Inquire about filtration
"[Make] sure you have enhanced filtration," Dr. Allen says. "If you have high CO2 and poor-grade filters, these are the conditions where we see spread."
What does enhanced filtration look like? Looking at Minimum Efficiency Reporting Values (MERV) ratings can help. MERV ratings tell you how well a filter captures particles. Dr. Allen is calling for MERV-13 filters in HVAC systems that recirculate air.
In layperson's terms, Dr. Allen is referring to supply air that is recirculated through the HVAC system and returned to the indoor space. Unless a system is 100 percent outdoor air, an area will contain outdoor and recirculated air. The EPA says MERV-13 or higher ratings can trap smaller particles, like viruses. The American Society of Heating, Refrigerating and Air-Conditioning Engineers recommends installing MERV-13 filters on central air filtration while operating during COVID-19.
If an HVAC system cannot provide sufficient clean air to a space, Dr. Allen and the CDC advise using portable air cleaners with HEPA filters. HEPA filters can remove at least 99.97 percent of dust, pollen, mold, bacteria, and any airborne particles, the EPA says. Portable air filters, or air purifiers, are particularly beneficial when outdoor air cannot be circulated.
Emotions are running high as the pandemic continues, and many parents concerned about air quality simply want to keep their children safe. But Dr. Siegel recommends approaching the discussion calmly.
"I encourage people to not go into attack mode based on a high CO2 level," Dr. Siegel says. "Any parent should approach this as a conversation. [Try], 'Hey, we had these high CO2 levels. This is how we do it. Can we have longer-term, transparent monitoring?'"
How Else Parents Can Keep Their Kids Safe in School
Air quality is an important piece to reducing the spread of COVID-19, but public health officials advocate for a layered approach, especially since you can still get COVID-19 even in indoor places with low CO2 levels.
Wear a mask
A recent CDC study showed more COVID-19 spread in schools without masks policies. K-95 and N-95 provide the most protection. But the best mask is simply the one your child will wear, according to Sharon Nachman, M.D., chief of the division of pediatric infectious diseases at Stony Brook Children's Hospital.

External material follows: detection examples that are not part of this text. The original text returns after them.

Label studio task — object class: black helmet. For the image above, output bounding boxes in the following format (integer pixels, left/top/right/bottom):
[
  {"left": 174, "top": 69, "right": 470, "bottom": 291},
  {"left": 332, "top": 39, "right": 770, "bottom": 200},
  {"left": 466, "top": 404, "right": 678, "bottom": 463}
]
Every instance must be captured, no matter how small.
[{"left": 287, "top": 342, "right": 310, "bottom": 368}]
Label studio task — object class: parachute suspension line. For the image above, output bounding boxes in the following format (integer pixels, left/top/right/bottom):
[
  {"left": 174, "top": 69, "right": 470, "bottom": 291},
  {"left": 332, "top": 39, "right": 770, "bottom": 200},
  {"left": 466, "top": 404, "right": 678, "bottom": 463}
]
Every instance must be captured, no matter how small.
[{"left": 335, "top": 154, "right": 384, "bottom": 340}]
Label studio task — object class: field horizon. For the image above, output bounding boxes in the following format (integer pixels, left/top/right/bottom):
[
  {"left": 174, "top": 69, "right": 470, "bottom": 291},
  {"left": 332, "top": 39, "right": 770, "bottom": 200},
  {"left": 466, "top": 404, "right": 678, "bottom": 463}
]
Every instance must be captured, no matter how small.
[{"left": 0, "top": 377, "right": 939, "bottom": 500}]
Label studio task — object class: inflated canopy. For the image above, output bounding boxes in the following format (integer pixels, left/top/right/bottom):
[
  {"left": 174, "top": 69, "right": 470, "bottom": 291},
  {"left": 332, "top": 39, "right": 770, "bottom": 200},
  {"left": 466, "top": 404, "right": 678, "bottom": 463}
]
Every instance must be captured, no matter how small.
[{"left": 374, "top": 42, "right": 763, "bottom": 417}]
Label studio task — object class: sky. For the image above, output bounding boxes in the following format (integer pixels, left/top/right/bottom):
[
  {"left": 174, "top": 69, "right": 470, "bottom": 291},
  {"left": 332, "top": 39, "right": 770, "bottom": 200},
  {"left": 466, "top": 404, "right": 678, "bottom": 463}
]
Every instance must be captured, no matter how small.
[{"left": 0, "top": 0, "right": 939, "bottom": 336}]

"K and N-95 are more difficult to wear and often more expensive for families," Dr. Nachman says. "With most adults back at work and in-person events, and wearing either paper or cloth masks, we are not seeing super spreader events, which strongly suggests that they are sufficient for everyday use."
The CDC recommends everyone eligible for the vaccine receive their shots. Children ages 12 and above are eligible for the vaccine. Those ages 5 to 11 will likely be eligible soon. "I recommend that parents of younger children check the CDC and FDA websites for updates," Dr. Carney says.
Dr. Nachman also encourages parents to ensure children are also up-to-date with all other vaccinations.
Testing and symptom monitoring
Dr. Nachman suggests keeping children home if they are feeling ill or running a fever. "Fever and new-onset upper respiratory symptoms should lead to COVID testing," she adds.
Also, test after any known exposure to COVID-19, and follow CDC quarantining guides.
The Bottom Line
Air quality monitors may be able to measure C02 in a classroom and get an idea about the ventilation. But it isn't always that easy. Experts say parents can stick to other safety measures instead, including wearing a mask, getting kids who are eligible vaccinated, and paying attention to COVID-19 symptoms and getting them tested whenever necessary.